More competition -Kenyans are known for their innovative thinking, which reflects in the products they create. Yet these products can be replicated by competitors in China, for example, where labour is cheap and advanced technology allows them to create higher volumes at lower cost. This makes it cheaper to import these products than to produce them locally. Small businesses in Kenya, for example, also face competition from street vendors and hawkers who are willing to sell their goods for little profit. While it’s important to know what your competitors are doing and what their differentiators are, you also need to create your own strategies to keep your existing customers happy while attracting new ones. Focus on your own unique selling point and how you can use it to delight new and old customers.
New laws and regulations – As you grow, so too do your compliance responsibilities. You may also need to comply with laws from which you were previously exempt. For example, if your annual business turnover exceeds Sh5 million, you’ll need to register as a VAT vendor and start collecting 16% VAT on behalf of the government. If you expand outside of Kenya, to Tanzania or Uganda, for example, you’ll need to collect 18% VAT for those governments.With more people, you’ll also have to comply with increasingly complex labour and tax laws. Luckily you don’t need to keep up with these yourself. Cloud-based payroll solutions are immediately updated with legislation changes, ensuring your business is always compliant.
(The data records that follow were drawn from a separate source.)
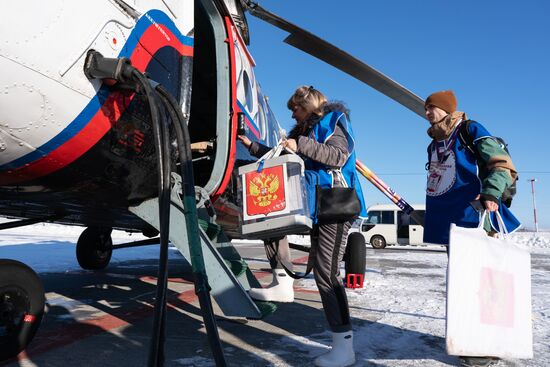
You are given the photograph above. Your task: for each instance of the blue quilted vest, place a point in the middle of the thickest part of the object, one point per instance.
(318, 174)
(452, 184)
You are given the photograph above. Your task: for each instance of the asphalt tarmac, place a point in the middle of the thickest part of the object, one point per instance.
(104, 318)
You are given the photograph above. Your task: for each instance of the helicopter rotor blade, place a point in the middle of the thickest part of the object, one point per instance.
(327, 52)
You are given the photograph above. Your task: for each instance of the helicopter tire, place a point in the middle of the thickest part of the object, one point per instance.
(22, 303)
(94, 248)
(378, 242)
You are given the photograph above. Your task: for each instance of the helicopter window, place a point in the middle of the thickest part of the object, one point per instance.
(248, 91)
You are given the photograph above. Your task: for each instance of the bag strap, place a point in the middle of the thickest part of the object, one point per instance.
(466, 138)
(502, 230)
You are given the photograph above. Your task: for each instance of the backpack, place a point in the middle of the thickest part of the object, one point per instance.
(468, 142)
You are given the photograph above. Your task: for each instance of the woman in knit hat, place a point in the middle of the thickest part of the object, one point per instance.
(453, 186)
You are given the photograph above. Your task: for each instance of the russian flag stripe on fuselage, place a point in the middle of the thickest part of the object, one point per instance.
(92, 123)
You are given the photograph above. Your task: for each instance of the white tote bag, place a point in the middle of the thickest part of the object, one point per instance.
(488, 295)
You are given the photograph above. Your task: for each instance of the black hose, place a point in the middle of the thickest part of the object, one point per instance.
(202, 288)
(160, 134)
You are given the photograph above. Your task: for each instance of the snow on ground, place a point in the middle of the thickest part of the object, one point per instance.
(400, 312)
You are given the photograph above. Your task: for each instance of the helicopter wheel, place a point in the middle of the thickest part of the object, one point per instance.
(94, 248)
(22, 303)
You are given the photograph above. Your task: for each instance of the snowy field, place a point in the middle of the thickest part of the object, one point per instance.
(400, 312)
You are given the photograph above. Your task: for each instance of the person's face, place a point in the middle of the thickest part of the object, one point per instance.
(300, 114)
(435, 114)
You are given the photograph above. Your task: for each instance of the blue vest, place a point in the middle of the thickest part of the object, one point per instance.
(452, 184)
(319, 174)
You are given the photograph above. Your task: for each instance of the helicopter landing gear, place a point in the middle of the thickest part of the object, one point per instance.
(22, 303)
(94, 248)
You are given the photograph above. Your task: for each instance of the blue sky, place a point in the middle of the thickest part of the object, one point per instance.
(495, 55)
Keeping a grip on your culture – One thing many business owners realise when it’s too late is that, unless they’re deliberate about designing and maintaining their company culture, it can spiral out of control.Your culture must be communicated and embodied by everyone to ensure they’re working towards the same goals and with the same purpose. In fact, some experts say you should hire for cultural fit before you hire for skills and experience.Keep communication channels open to allow people to speak up when they feel like the culture is going off course. Incentivise and reward those who fully embrace your culture and contribute to your achievements.